Range-based sharding involves sharding a database depending on a specified range of values.
It uses a sharding key to determine which shard to assign a value to. The database application checks the shard that corresponds to the sharding key in a lookup table and stores the data. Because of this, range-based sharding is easy to design and implement.
For example, you could use the user ID value in a user database as the sharding key. You could store users with IDs from 0-2,000 on one shard, those between 2,000 and 4,000 on another shard, and so on.
Range-based sharding can cause database hotspots. Consider a user database in which most of your user IDs lie between 2,001 and 4,000. The process assigns them to a single shard, creating an imbalance over time. Range-based sharding, therefore, works best for evenly distributed data.
Directory-based sharding groups logically related data in the same shard. It uses a lookup table containing a list of mappings for each entity in the database. Each mapping corresponds to a database shard.
Directory-based sharding is more flexible than range-based or key-based sharding because you can add data to shards dynamically. There’s no sharding function to follow or range values to stay within. This flexibility increases the database efficiency: You can store related data in one shard, which means executing common queries takes less time.
For example, if you used directory-based sharding and grouped users according to their location, retrieving users from a particular place, you only query a single shard.
Database Sharding with Kinsta
Most modern database engines provide database sharding support. One of these database engines is MariaDB, a commercially supported fork of MySQL. It’s a high-performing open-source database system adopted by companies like IBM, GitHub, and Wikimedia. It is also part of the high-performance server stack at Kinsta.

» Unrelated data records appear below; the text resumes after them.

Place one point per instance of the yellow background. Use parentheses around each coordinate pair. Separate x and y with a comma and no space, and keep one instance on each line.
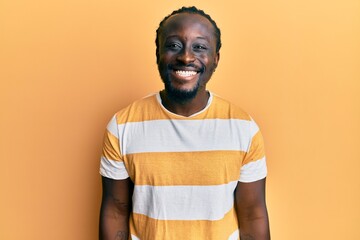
(67,65)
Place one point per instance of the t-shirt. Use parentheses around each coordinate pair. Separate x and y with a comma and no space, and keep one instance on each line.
(184,169)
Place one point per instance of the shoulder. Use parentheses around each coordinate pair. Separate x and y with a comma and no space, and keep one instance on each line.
(137,110)
(226,109)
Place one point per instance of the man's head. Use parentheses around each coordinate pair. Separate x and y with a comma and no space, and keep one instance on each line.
(187,51)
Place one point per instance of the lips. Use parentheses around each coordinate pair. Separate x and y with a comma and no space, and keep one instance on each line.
(183,73)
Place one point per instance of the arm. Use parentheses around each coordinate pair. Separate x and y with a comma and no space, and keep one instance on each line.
(251,211)
(115,209)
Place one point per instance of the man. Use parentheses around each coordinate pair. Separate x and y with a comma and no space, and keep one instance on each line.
(184,163)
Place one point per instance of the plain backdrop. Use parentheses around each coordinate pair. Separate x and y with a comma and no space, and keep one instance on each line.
(66,66)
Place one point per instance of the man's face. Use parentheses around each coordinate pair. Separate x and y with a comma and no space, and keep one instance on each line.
(187,55)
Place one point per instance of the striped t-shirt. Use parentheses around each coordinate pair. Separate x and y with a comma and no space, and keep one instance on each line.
(184,169)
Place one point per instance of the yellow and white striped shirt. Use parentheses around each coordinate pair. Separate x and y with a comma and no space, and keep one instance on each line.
(185,169)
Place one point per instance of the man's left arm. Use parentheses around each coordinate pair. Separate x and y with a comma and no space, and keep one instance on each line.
(251,210)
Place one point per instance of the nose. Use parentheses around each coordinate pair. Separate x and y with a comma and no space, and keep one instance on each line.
(186,56)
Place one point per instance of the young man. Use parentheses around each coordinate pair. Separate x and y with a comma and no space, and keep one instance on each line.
(184,163)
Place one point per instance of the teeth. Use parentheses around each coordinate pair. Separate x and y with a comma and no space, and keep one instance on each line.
(185,73)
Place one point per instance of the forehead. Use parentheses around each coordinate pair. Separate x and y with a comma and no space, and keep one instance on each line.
(187,22)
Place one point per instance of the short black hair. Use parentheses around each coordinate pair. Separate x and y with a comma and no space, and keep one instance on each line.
(192,10)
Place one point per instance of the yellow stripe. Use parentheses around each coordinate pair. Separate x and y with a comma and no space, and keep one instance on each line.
(146,228)
(184,168)
(111,148)
(257,150)
(149,109)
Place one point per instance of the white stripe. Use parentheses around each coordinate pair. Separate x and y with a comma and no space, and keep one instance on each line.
(113,169)
(253,171)
(235,235)
(112,127)
(133,237)
(184,202)
(185,135)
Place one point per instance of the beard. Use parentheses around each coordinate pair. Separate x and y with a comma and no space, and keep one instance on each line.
(178,95)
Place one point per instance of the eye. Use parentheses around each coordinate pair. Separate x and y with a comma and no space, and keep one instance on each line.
(199,47)
(173,46)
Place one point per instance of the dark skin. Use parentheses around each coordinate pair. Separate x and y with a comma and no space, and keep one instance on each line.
(187,60)
(115,209)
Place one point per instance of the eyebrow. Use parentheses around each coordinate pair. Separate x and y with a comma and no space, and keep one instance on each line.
(199,37)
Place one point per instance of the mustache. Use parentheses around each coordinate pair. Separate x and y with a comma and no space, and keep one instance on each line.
(190,65)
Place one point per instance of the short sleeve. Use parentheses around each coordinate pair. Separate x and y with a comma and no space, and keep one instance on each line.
(111,162)
(254,163)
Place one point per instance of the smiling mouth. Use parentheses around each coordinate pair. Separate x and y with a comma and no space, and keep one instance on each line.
(182,73)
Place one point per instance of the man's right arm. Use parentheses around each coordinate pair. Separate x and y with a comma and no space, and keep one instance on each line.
(115,209)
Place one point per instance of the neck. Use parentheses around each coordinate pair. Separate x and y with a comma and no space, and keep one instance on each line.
(185,108)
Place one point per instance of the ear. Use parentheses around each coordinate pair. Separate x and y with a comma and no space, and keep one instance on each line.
(217,58)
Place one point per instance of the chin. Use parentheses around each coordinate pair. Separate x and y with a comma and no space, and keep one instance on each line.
(181,95)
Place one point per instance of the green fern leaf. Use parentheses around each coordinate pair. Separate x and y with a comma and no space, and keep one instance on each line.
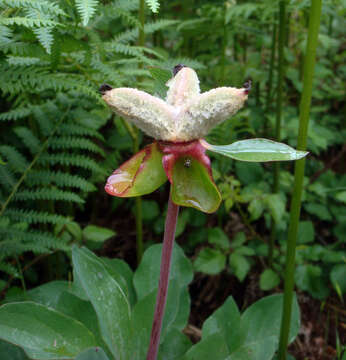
(35,217)
(153,5)
(86,9)
(48,194)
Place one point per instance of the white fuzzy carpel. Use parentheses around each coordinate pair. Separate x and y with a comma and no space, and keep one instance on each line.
(185,115)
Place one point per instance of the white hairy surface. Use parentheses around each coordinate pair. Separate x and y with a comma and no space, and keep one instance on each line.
(185,115)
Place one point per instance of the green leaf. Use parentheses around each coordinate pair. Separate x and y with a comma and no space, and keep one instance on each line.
(123,275)
(226,322)
(175,345)
(142,174)
(338,277)
(257,150)
(146,277)
(176,316)
(217,237)
(240,265)
(263,319)
(97,233)
(95,353)
(210,261)
(43,332)
(83,311)
(193,186)
(213,347)
(9,351)
(108,299)
(269,279)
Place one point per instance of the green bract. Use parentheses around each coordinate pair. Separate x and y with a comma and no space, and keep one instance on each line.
(179,124)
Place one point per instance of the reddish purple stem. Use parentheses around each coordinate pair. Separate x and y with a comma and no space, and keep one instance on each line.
(168,242)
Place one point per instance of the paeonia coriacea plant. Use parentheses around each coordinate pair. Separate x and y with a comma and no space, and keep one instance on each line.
(178,154)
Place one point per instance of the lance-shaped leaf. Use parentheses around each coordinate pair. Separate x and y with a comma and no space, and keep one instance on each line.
(256,150)
(152,115)
(43,332)
(207,110)
(140,175)
(183,86)
(193,185)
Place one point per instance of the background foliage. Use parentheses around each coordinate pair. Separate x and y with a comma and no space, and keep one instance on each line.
(59,141)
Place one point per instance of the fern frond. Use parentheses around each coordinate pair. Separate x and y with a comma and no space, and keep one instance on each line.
(45,37)
(86,9)
(75,129)
(41,5)
(28,22)
(46,177)
(69,160)
(16,114)
(48,194)
(153,5)
(16,161)
(67,142)
(28,138)
(35,217)
(23,61)
(9,269)
(5,35)
(7,179)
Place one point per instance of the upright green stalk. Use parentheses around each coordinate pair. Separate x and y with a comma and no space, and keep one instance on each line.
(309,65)
(281,45)
(282,38)
(138,200)
(270,76)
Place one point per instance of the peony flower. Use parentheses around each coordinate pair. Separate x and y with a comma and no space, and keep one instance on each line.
(178,126)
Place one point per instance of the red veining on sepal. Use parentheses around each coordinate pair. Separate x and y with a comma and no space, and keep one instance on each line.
(123,178)
(173,151)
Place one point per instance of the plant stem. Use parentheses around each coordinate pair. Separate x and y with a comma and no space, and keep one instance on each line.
(282,24)
(309,65)
(168,241)
(281,40)
(134,134)
(270,76)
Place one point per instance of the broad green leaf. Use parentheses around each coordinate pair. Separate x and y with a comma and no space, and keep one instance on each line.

MariaDB offers built-in sharding features through the spider storage engine. The spider storage engine is a cluster formation engine that supports partitioning and extended architecture (XA) transactions. It allows you to treat remote tables from different instances as if they are in the same instance. Once you create a table in the spider storage engine, the table links to another table in the remote MariaDB server. Once establishing the connection, the storage engine shares the link with all tables that are part of the same transaction.
Database sharding is a scaling technique that partitions tables into smaller subsets and distributes them to different servers called shards. You can implement sharding through various means, like key-based sharding, range-based sharding, and directory-based sharding.
While sharding improves a database’s scalability, reliability, and availability, it’s very complex to implement. Furthermore, once you create a shard, it isn’t easy to revert the database to its unsharded state. Because of this, use sharding for optimization only when you are sure other scalability options won’t work.